Besides those three cities, there are numerous quaint villages and towns to explore all over the country. Check out Haapsalu, Rakvere, or Viljandi for a city break that's further off the beaten path.

4. Staying in the cities

Estonia has one of Europe's lowest population densities, and over 50% of the country is covered in forest. Spending time in nature is a national pastime. It would be a shame to visit and never get out of the city to see it!

There's so much to do outside: adventure sports, hiking in the forest, biking, kayaking, swimming, or just relaxing on the beach or in front of a campfire. Take your pick. And if you visit in winter, you'll find there's no good reason to stay inside. Make the most of the snow by skiing, dogsledding, sledding, ice skating, or enjoying the quiet magic of snow-covered trees. 

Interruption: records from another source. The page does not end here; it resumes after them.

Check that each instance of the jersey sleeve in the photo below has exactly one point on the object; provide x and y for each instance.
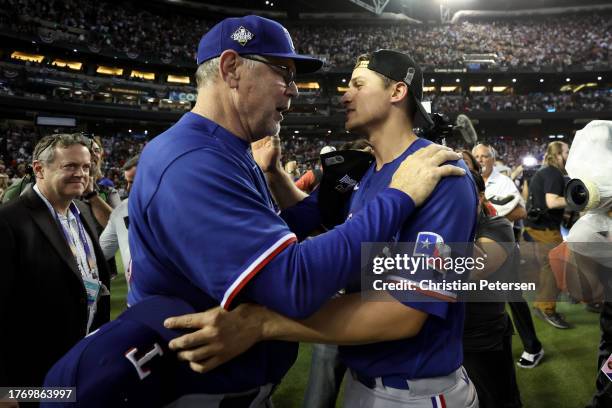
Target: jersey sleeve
(215, 225)
(448, 217)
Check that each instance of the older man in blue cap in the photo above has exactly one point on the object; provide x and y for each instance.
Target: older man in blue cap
(204, 226)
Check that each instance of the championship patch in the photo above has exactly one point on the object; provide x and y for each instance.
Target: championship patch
(242, 36)
(409, 75)
(428, 244)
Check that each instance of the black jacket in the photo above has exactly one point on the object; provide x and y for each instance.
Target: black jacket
(43, 303)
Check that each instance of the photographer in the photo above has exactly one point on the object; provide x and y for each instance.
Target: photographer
(543, 225)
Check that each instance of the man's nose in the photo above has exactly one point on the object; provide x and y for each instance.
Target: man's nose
(345, 99)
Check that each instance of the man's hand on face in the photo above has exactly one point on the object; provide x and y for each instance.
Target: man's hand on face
(219, 337)
(91, 182)
(419, 174)
(267, 153)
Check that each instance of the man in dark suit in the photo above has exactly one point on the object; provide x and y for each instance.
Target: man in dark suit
(54, 280)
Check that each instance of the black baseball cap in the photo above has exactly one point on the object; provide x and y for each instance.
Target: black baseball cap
(400, 67)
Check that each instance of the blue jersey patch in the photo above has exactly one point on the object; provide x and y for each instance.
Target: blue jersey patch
(448, 215)
(202, 225)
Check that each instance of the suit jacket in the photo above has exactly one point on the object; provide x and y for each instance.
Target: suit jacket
(43, 303)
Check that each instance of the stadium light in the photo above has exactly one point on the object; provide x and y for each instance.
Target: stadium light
(529, 161)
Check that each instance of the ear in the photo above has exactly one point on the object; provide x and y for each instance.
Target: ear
(228, 68)
(399, 92)
(38, 167)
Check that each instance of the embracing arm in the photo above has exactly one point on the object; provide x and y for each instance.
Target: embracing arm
(346, 320)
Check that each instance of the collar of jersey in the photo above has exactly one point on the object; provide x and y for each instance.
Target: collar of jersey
(218, 131)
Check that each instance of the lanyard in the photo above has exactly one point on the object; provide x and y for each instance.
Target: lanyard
(82, 236)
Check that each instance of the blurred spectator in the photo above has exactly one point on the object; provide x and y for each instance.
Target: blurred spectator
(543, 225)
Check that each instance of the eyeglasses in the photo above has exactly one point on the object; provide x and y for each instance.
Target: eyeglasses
(61, 138)
(286, 72)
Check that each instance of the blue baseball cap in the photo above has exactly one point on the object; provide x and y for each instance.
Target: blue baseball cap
(253, 35)
(127, 362)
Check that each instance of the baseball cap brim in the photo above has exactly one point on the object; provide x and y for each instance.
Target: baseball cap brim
(303, 63)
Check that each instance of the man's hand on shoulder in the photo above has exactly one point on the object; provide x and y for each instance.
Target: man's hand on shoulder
(420, 172)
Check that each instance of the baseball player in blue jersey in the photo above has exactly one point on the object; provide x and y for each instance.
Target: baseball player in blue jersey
(400, 352)
(204, 226)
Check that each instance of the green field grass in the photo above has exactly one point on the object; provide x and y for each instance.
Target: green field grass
(564, 379)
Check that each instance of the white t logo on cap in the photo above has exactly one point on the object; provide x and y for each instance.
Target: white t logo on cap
(139, 364)
(409, 75)
(242, 36)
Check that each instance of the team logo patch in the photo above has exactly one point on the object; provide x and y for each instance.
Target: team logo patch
(289, 38)
(345, 184)
(242, 36)
(409, 75)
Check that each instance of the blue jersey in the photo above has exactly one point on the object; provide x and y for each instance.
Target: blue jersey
(450, 213)
(203, 227)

Tallinn is breathtaking, but nature awaits! 

3. Never leaving the mainland

With 2,222 islands, 3,800 km of coastline, and 1,562 lakes, you're never far from water in Estonia. It would be a shame to spend all of your time on dry land when you come to Estonia. Pick an island or two to explore and hop aboard a ferry. Head out to Saaremaa or Hiiumaa, Estonia's two biggest islands. Take a boat to Kihnu from Pärnu and learn about the island's traditional matriarchal culture. Venture north into the Gulf of Finland by taking a ferry from Tallinn to Aegna, Naisaar, or Prangli.

Even if you never head out to sea, you can still get your feet wet. Follow the wooden walkways over the wetlands and dive into the dark waters of a bog lake, or walk on top of the bog itself on a guided bog-shoe hike.

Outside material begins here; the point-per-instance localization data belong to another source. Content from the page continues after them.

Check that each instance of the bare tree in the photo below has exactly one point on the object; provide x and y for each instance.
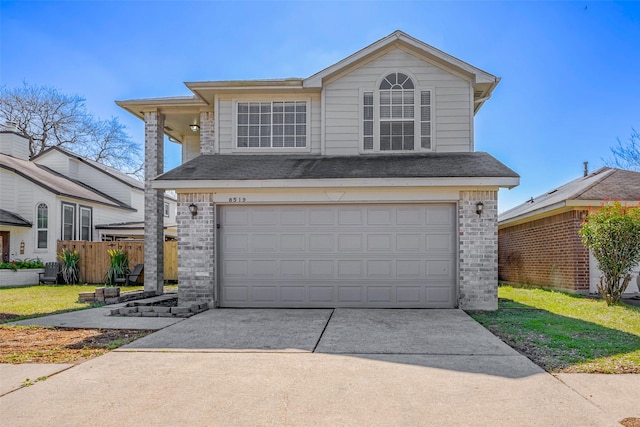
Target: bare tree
(627, 155)
(52, 119)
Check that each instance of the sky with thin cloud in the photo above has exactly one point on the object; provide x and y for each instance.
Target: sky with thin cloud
(570, 69)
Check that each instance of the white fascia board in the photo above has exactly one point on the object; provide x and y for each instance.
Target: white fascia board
(347, 182)
(532, 215)
(480, 75)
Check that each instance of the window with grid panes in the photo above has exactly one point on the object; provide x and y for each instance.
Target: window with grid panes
(272, 124)
(43, 225)
(399, 128)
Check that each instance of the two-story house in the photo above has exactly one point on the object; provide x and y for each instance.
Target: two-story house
(356, 187)
(58, 195)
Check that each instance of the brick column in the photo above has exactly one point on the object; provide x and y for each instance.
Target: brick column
(478, 262)
(196, 249)
(153, 203)
(207, 135)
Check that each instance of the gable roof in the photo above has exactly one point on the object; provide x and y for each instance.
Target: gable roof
(483, 82)
(182, 111)
(108, 170)
(434, 166)
(57, 183)
(591, 190)
(13, 219)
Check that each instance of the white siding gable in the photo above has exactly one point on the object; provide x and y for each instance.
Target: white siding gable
(451, 112)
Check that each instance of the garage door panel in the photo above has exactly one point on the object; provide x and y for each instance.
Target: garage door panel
(319, 268)
(293, 294)
(351, 216)
(263, 242)
(350, 294)
(321, 216)
(338, 256)
(321, 295)
(321, 243)
(379, 242)
(439, 242)
(380, 268)
(380, 216)
(410, 295)
(350, 242)
(293, 268)
(292, 242)
(292, 217)
(409, 216)
(350, 269)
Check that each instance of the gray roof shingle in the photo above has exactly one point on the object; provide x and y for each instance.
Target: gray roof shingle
(256, 167)
(600, 185)
(13, 219)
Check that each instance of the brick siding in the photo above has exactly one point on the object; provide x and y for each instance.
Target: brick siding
(478, 260)
(207, 134)
(154, 203)
(196, 250)
(545, 252)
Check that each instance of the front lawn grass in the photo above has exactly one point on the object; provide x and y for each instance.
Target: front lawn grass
(566, 333)
(18, 303)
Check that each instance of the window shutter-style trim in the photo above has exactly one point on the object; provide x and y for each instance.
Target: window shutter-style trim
(425, 119)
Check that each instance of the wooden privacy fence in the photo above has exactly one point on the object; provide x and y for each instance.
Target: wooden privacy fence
(94, 259)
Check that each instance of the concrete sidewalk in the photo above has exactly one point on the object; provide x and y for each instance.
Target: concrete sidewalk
(292, 367)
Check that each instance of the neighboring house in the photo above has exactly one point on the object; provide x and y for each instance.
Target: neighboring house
(539, 242)
(356, 187)
(60, 196)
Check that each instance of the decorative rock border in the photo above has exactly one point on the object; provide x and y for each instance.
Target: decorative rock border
(112, 295)
(135, 310)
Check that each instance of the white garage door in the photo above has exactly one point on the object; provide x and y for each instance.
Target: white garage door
(338, 256)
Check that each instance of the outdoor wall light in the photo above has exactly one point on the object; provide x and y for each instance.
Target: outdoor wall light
(193, 209)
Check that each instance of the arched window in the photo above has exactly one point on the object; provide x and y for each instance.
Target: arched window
(42, 225)
(394, 124)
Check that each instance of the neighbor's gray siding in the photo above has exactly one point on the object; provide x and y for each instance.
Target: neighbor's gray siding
(451, 103)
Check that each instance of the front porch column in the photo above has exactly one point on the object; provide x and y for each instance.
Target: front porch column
(196, 249)
(207, 133)
(478, 259)
(153, 203)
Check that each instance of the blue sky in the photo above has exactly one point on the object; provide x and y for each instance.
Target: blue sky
(570, 70)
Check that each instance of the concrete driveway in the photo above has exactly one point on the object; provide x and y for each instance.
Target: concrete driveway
(308, 367)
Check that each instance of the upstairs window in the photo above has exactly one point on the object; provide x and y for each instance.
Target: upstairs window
(390, 121)
(68, 221)
(272, 124)
(43, 226)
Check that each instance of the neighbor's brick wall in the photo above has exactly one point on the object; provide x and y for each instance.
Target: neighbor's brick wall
(153, 203)
(546, 252)
(196, 250)
(207, 134)
(478, 260)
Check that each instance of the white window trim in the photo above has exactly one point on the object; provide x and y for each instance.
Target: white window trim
(263, 150)
(36, 249)
(90, 209)
(75, 220)
(376, 117)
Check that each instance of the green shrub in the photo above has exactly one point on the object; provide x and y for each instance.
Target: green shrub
(613, 235)
(70, 270)
(118, 266)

Then of course there are the rivers and lakes. Lake Peipsi is the fourth largest lake in Europe and part of Estonia's natural border with Russia. Along it's sandy shores you'll find the Onion Route and Estonia's Old Believers' villages. Old Believers have preserved their culture for the better part of the past three centuries. One particularly isolated village open to visitors is on Piirissaar, an island in Lake Peipsi.

Kihnu lighthouse

Photo by: Priidu Saart

2. Avoiding Estonian cuisine

A trip to Estonia would incomplete without trying rye bread spread with creamy butter or fresh-picked strawberries or blueberries straight from the forest. Try your hand at picking mushrooms in the fall or enjoy handpicked wild garlic during the short time it's in season. If sweets are more your thing, then there are delicious kohupiim tarts topped with apples or kohuke, a local chocolate-covered childhood favorite.

Estonian cuisine is known for fresh, seasonal ingredients sourced from local fields, farms, and forests. While Estonian food has its roots in hearty, peasant food, modern Estonian chefs have taken typical ingredients and embraced New Nordic cuisine. Estonia was the first Baltic country to make it into the prestigious MICHELIN Guide, so you're sure to find something new and exciting to try.

Nõmme farmer's market

Photo by: Patrik Tamm

1. Thinking you've seen it all

Perhaps you've been to Tallinn and feel like you can check Estonia off your bucket list. That would be the biggest mistake of all.